Focus should be placed on preventative steps, experts say

WASHINGTON ( – Violent crimes rose for the second year in a row in the United States in 2006, according to a report released June 4 by the Federal Bureau of Investigations (FBI).

The FBI’s Uniform Crime Report showed an increase of about 1.3 percent in homicides, robberies and other serious offenses, which follows an increase of 2.3 percent in 2005 in this country, which is already the most violent in the industrialized world.


The statistics indicate the first measurable increase in violent crime in 15 years, but they come as no surprise to some observers who keep watch on the criminal justice system. There has been far too much attention paid to “law and order,” and not enough attention to “justice for all,” according to Barbara Arnwine, Executive Director of the Lawyers Committee for Civil Rights, based in Washington, D.C.

“One of the problems is that with this whole ‘law and order’ mentality that has been so prevalent in our country, that it’s been sort of, ‘Get the criminals, arrest them,’ and there’s been much less focus on, ‘What are the issues that lead to this criminality?
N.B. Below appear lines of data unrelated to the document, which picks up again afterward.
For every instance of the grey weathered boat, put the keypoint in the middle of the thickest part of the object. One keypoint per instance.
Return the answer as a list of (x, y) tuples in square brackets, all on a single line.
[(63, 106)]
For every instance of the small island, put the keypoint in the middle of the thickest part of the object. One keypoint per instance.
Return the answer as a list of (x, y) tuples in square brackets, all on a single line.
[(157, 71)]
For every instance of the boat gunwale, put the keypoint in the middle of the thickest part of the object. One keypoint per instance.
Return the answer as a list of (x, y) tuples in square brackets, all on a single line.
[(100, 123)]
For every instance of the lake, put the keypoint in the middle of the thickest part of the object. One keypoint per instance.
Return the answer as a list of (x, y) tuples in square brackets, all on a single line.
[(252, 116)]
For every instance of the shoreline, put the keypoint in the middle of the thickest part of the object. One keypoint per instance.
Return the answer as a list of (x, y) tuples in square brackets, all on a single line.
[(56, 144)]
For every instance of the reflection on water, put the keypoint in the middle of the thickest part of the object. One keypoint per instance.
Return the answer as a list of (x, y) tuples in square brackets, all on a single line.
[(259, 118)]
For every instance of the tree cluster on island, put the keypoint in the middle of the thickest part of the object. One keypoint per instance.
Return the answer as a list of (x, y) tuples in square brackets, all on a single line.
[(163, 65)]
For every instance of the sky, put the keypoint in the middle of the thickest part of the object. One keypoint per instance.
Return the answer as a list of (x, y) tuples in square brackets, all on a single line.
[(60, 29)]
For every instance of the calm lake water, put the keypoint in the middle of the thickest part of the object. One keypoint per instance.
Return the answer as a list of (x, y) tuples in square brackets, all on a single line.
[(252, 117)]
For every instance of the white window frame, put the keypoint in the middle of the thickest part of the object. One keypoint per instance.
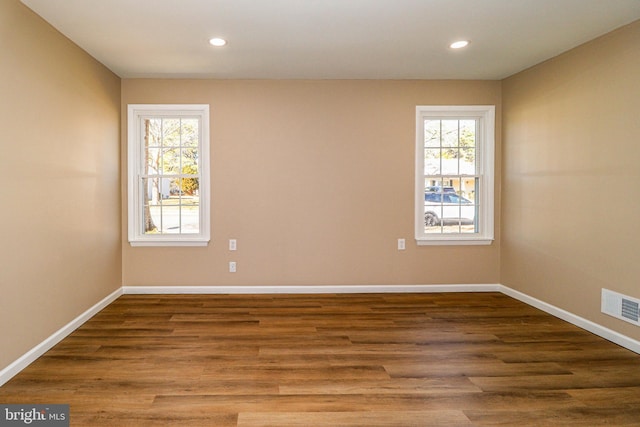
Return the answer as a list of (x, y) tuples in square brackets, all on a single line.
[(485, 149), (136, 114)]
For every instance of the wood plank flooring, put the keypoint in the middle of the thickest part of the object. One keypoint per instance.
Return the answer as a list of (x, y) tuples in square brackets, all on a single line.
[(468, 359)]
What are some of the creative steps that communities can take to become involved in preventing crime and in helping those who are at risk for crime?’” Ms. Arnwine told The Final Call.

“I think there’s just sort of a mentality that there is something that makes people criminals and that they are hopeless, and therefore the society shouldn’t expend money on preventative steps, and I think that’s a serious problem,” Ms. Arnwine continued.

Medium-sized cities were the most affected, according to the report. Law enforcement officials suggest that an increase in the juvenile population, growing numbers of released prison inmates and the rise of youth street organizations (“gangs”) in smaller locations, are responsible.

Ms. Arnwine does not agree. “Every time we fail to educate a child appropriately in our schools; every time we fail to make sure that someone is properly fed in our country, we are inviting long range problems. We see this rise in drop-out rates in our schools; it’s all leading to these problems. I also think a major part of this whole violent crime tally being up is a result of the hypocrisy that governmental entities bring to this issue,” she said.

Some observers say the crime increase has been spurred by reductions in funding from the federal government, including more than $2 billion in cuts in Justice Department law enforcement programs since the end of the Clinton administration. Police chiefs and mayors complain their budgets have been stretched thin by counter-terrorism demands in the aftermath of 9/11, and that funds President Bill Clinton budgeted for the hiring of 100,000 local police nationwide, were eliminated by President George W. Bush.

The number of violent offenses fell steadily and often dramatically from 1993 until 2003, when crime reports began to level off. The first significant increase came in 2005, driven by dramatic rises in homicides and robberies in many mid-size and large cities, from Cleveland to Houston to Phoenix, according to the FBI report. The Midwest was hit particularly hard, with a violent-crime increase twice as high as in the nation overall.

“There certainly hasn’t been the proper funding,” said Ms. Arnwine, citing another report that police were less likely to shoot and kill members of racial minority groups, if their jurisdictions spend money training them. “It just shows that in general, there is this need for greater resources and for community policing,” she said.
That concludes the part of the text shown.